Okay, Chapter 1, here goes…
There’s a lot of emphasis these days on “data-based decision making” and “data-informed instruction.” The process of collecting and sorting through data IS valuable, simply as one facet of getting to know your kids and to make sure you can locate relevant baseline data for students. Using data is a jumping-off point. It should not be thought of as a substitute for building positive and educationally-appropriate relationships with students.
This chapter discusses the “classroom economy,” by discussing what “currencies” kids bring to the classroom environment and how they choose to “spend” them. A classroom currency can be thought of as a student’s resources. (Some may like to call them a student’s resiliencies.) The author defines them as, “any behavior that students use to acquire the knowledge and skills important to your grade level or subject area.” (p. 31) She also states that these resources & behaviors are, “actively negotiated and traded in every classroom interaction.” (p. 31)
So how do kids acquire the currencies that are needed for success in the classroom? Simple: We give it to them. We teach them what our classroom expectations are, we show them what they need to do to be successful, we reinforce positive and accepted/expected behaviors (see – gaining classroom currencies is like getting a paycheck), and we stop and reteach when the expectations are not met. Through building relationships with kids, you discover what currencies they have or need to build. (You can’t find that stuff on a spreadsheet!)
Here’s an interesting point: Sometimes kids choose not to “spend” their classroom currencies. When we were kids, we viewed doing homework like adults view taxes – it is an expected and non-negotiable expenditure of currency. Kids today, especially older students in high school and middle school, view homework more like a trip to the store – they’re not buying it. Some may chose not to spend their classroom currencies on doing homework or participating in class activities because those things hold no perceived value to the student(s).
So, how do you create the perception of value to the student? Well, how do stores and businesses do it? They may have focus groups examine a product and gather feedback on how to improve its marketability. Through advertising, they explain the benefits of the product to the consumer. Some develop rewards programs to encourage consumers and build a strong customer base. They constantly improve and update products to keep buyers coming back for more.

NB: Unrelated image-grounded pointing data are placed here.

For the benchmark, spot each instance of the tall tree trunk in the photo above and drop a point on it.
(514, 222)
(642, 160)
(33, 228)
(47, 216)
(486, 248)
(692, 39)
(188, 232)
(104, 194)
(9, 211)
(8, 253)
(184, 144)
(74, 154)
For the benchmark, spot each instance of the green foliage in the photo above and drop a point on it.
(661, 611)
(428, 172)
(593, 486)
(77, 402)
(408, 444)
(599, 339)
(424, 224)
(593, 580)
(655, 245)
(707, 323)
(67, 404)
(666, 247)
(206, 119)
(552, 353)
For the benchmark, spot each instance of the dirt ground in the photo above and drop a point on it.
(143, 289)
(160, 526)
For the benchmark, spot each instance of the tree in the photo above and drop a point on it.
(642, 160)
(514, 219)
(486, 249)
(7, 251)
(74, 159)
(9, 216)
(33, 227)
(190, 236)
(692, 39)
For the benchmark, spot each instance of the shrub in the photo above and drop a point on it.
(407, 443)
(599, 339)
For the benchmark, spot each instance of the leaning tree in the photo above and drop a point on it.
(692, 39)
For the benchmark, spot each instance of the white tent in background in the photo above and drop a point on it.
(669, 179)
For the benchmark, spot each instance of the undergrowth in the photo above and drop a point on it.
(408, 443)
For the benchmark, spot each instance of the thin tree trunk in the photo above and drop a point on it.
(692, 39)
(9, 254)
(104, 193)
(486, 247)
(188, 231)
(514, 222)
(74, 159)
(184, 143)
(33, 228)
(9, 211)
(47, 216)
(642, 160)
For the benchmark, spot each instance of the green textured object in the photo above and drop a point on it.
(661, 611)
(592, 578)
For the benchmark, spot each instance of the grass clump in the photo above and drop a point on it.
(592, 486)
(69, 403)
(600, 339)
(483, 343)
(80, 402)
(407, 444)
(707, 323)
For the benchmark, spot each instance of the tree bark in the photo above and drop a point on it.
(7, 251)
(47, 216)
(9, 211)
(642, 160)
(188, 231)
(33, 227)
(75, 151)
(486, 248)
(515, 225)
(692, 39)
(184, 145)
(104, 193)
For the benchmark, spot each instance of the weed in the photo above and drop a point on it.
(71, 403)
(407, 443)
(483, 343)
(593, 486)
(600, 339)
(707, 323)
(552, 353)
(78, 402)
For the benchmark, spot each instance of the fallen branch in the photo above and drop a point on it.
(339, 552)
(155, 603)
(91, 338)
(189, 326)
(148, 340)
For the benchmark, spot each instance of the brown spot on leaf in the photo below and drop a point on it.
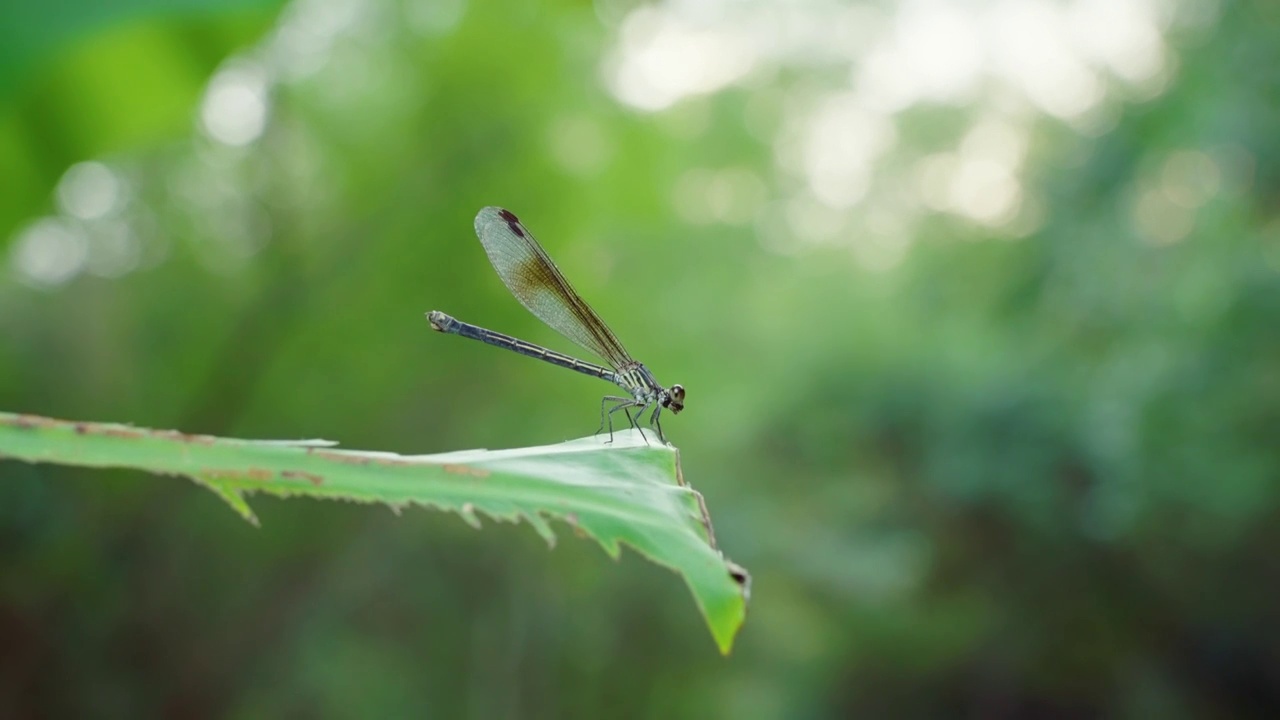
(118, 432)
(310, 477)
(251, 474)
(466, 470)
(183, 437)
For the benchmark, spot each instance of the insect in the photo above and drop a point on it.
(540, 287)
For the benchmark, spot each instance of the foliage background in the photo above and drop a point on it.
(979, 323)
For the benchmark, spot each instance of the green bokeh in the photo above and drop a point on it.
(1005, 477)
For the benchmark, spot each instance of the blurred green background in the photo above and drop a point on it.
(978, 308)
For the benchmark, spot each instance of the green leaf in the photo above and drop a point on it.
(629, 492)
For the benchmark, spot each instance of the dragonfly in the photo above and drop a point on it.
(540, 287)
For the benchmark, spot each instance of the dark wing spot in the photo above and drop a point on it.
(512, 222)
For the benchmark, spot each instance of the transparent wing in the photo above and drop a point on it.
(539, 286)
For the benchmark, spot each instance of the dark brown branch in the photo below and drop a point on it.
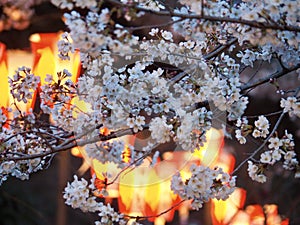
(255, 24)
(261, 146)
(263, 80)
(72, 142)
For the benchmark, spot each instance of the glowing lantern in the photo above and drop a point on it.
(42, 41)
(139, 191)
(108, 168)
(46, 60)
(225, 161)
(4, 99)
(173, 162)
(222, 212)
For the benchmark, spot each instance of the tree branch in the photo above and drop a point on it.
(261, 146)
(275, 75)
(255, 24)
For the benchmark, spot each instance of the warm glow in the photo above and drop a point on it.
(109, 171)
(209, 152)
(16, 59)
(223, 212)
(46, 64)
(4, 99)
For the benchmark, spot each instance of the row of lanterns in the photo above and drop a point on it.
(144, 190)
(42, 59)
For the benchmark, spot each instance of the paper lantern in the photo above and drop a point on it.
(4, 99)
(222, 212)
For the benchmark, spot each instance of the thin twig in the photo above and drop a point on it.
(255, 24)
(263, 80)
(261, 146)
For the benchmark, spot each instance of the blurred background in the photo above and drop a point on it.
(39, 200)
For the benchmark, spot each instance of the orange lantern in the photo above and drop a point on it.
(222, 212)
(139, 191)
(4, 99)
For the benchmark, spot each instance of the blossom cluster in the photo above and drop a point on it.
(203, 185)
(291, 105)
(17, 14)
(280, 149)
(80, 194)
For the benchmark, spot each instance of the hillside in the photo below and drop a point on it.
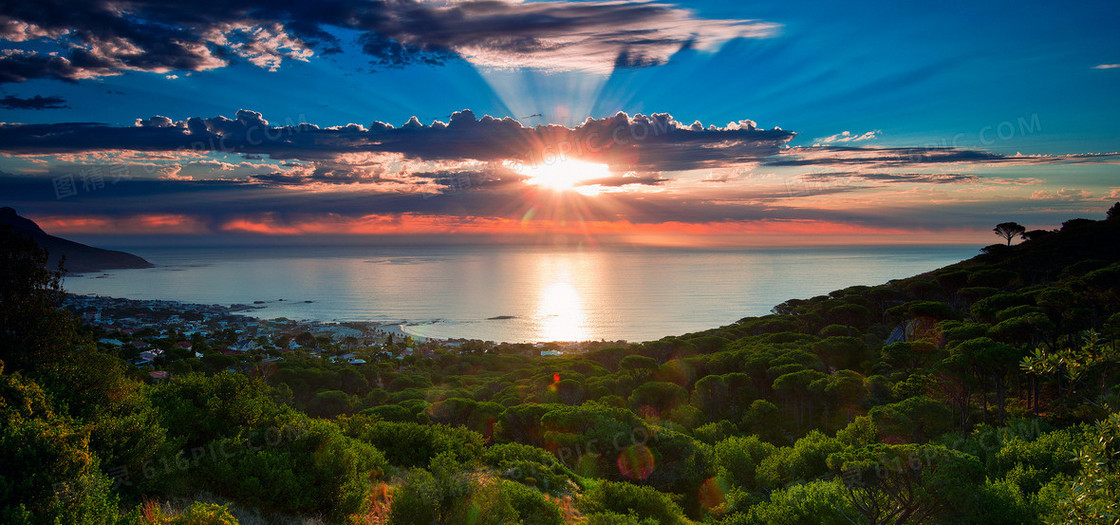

What does that mean for the classroom? Build relationships with kids to find out what they want and what they need. Explain how important the activity is to kids. Show them how the activity relates to the real world. Develop classroom incentive plans, and consider individual incentive plans for the more reluctant students. Don’t settle into the rut of complacency – constantly look for ways to make so-so lessons better and ways to make good lessons great. Most importantly, ask yourself if the activity is relevant to kids’ personal experiences – past, present, and future – and make sure you develop assignments that have meaning to kids for more than just a grade in a classroom. Make them want to spend their classroom currencies on the activities you lay before them.